Sunday, December 28, 2025

2025 another year leaving...

I want to have a summary of 2025, let's see what i could find as positive & negative feelings:

Pros 2025:
New Job
New experience ( i could not image i can start a new professional job)
went to kenya
visited Dubai 3 times
saw my best friend 4 times this year
went to Djanet twice 
received an african dress and a traditinal clothes from Djanet
enjoyed music festival all summer
spent quality time with my parents
went playing with my nephews
walked a 10km race
cooked almost everyday for my parents
became the queen of brownies
did some crochet bags
get back to the gym
have seen many friends from polytech
loved too much

Cons 2025:
Lost my best friend +20 years
stopped the gym for almost 6 months
did not have the heartful experience on my second trip to djanet
was not able to maintain my thyroid levels to a stable number
could not focus on my self
emotionally depended
cried enough to fill up a whole dam
not a big fan of meeting people in real life
adopted remote work too often
unable to have a healthy eating routine
loved too much
feeling that i am closing myself to the world
not interested in anything
moody on daily basis


i don't know if these are all of them, i know that life is about ups and downs and anytime any day Elhamdoullah, God knows us and knows what is best for us!

I even don't have anything to wish for 2026 allah ydjib elkheir.. this is it!!



Thursday, December 18, 2025

حياتي غرامي حنو عليا شويا شويا

 حياتي غرامي حنو عليا شويا شويا

هذي اغنية من تيناريوان،غنوهالي مرة ولسقت فيا

في هذا العام الفارط وليت نكتب بالعربية ماشي الفصحة، الدارجة ،ماشي لأني نحب اللغة بصح لحب شخص ما.

بصح بعد عام انحس انو حبو ليا نقص ولا حبي ليه زاد.

في كيلا الحالات الوقت ابدل كل شيء بصح اغنية تيناريوان مازالها في بالي.

أنا نمشي في هاذا الدنيا بقلبي حتى َ ان دخلني في كثر من حيط بصح مانعرفش مانتبعوش، ندعي ربي القوة باش نقابل هذاك الحيط ونكمل طريقي.

انا نحب الحب و انحب نحب و نفرح الناس.

بصح هذي الدنيا واعرة مع المشاعر و الاحساس،

Thursday, December 11, 2025

Be Yourself always and everyday!!

 I have been part of the African Startup conference this week, it was a nice opportunity for my company to approach leader operators and show them what we are able to do.

this exercise require a lot of social energy, welcoming people, smiling to them, explaining what we do, asking the right questions to see how we could fit in their ecosystem, exchanging numbers or contact and hoping to be able to build something together in the future.

In the same time this is an opportunity to meet my mates, people from my university that i did not have the chance to keep in touch on daily bases, and these are my chargers, as draining it can be in an event to talk to people the moment i meet someone from polytech i feel plugged and charging energy. honestly i cannot explain it.
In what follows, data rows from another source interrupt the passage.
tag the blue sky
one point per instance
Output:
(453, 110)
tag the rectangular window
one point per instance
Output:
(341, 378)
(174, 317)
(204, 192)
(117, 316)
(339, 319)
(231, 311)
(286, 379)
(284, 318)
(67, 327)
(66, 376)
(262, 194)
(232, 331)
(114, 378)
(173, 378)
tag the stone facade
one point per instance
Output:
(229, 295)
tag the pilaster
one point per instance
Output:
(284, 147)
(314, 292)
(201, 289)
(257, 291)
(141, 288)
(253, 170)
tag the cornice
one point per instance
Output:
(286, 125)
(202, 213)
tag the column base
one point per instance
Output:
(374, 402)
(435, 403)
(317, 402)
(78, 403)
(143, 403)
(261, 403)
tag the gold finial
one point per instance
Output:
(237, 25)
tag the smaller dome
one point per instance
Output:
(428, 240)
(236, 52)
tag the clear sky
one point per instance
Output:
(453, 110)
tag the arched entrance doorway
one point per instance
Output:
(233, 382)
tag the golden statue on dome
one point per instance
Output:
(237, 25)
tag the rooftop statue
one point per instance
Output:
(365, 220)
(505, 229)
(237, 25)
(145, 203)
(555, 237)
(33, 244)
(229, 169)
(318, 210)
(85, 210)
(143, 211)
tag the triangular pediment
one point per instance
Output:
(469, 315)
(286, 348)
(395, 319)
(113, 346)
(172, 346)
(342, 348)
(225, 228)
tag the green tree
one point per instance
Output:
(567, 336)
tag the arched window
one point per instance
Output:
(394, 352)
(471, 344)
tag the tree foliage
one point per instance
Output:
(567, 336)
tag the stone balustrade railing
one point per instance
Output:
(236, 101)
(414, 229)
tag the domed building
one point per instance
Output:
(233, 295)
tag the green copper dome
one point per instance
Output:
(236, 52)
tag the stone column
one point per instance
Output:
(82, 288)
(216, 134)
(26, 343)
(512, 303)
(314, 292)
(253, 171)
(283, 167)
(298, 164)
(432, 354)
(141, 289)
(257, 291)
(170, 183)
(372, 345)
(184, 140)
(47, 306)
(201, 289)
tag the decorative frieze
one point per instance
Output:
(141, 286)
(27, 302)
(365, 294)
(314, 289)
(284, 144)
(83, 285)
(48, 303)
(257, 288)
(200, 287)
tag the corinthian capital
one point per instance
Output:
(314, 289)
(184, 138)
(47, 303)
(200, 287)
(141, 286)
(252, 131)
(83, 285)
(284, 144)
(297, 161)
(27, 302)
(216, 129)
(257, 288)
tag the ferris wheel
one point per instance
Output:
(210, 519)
I have met my twiny in the name and in the university and after a long talk we realized that we went through few difficulties even if we were quite far from each others. and this was the most amazing feeling. i heard a sentence this week saying may be God is using you to make people happy and help them to be better, and this person healed a part of my pain and helped me to face a fear i never expressed.
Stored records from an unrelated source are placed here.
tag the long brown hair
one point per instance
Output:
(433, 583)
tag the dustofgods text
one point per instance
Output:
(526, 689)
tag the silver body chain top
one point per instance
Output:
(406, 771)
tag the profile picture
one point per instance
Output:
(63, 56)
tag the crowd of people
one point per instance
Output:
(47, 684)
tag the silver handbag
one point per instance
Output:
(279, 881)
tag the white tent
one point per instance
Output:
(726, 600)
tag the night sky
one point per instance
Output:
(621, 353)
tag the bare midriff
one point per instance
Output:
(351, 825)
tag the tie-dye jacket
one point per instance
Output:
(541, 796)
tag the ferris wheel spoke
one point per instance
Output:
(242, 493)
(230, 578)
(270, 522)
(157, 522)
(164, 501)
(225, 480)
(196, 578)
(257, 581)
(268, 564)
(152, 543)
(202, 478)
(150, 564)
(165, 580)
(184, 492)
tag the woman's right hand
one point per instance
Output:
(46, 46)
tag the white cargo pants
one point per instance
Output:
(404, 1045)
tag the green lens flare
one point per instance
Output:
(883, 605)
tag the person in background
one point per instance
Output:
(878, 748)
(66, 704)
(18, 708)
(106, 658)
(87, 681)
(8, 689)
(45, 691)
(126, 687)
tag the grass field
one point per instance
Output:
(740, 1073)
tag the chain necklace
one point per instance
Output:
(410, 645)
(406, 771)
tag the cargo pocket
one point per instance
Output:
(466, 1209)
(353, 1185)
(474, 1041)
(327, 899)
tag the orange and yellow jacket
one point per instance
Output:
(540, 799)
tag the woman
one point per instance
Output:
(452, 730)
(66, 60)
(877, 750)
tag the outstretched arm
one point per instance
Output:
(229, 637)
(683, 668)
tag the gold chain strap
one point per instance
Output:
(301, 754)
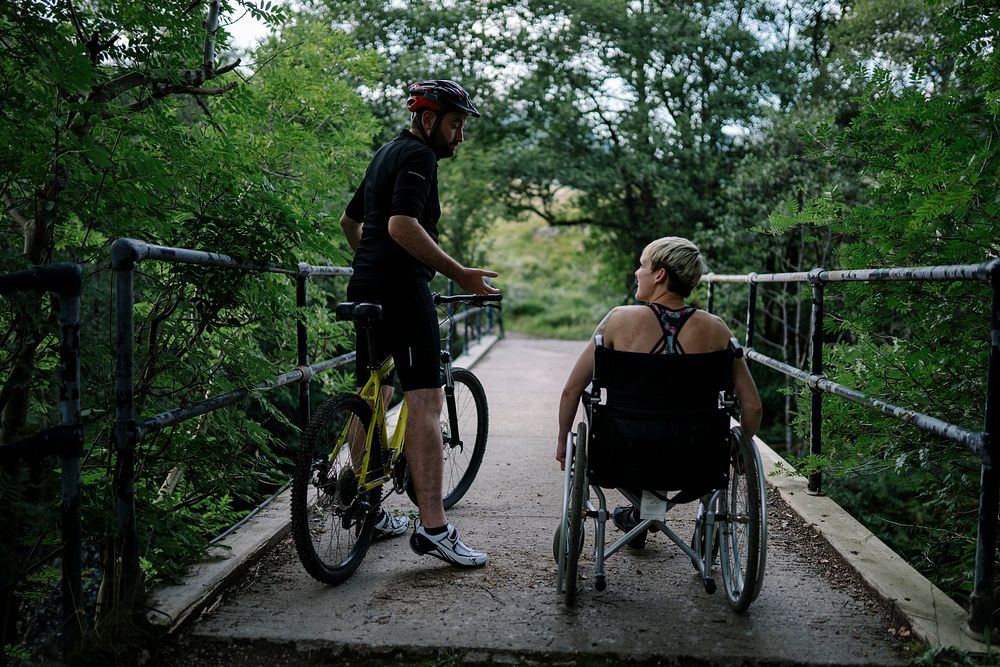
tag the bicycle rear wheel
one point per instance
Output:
(463, 451)
(332, 522)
Life is made in a weird way, i have been known as a joyful full of energy person in the university and even after, so everyone remembers my voice, my smile my energy i feel like a hurricane when i arrive somewhere, when i see my self right now, when i realize that i just want a quiet place with the loved one, i feel i have changed or may be i just need to co-exist with both version.

being under the spotlight eats a lot of energy and recharging can be in different ways: being loved, being appreciated, or being alone and focusing on every breath.

when it get too loud i just close and be me, quieter but still nice and smiling.

!i guess you got it we are several in me , let's see how lucky you can get and who can face you hihihii!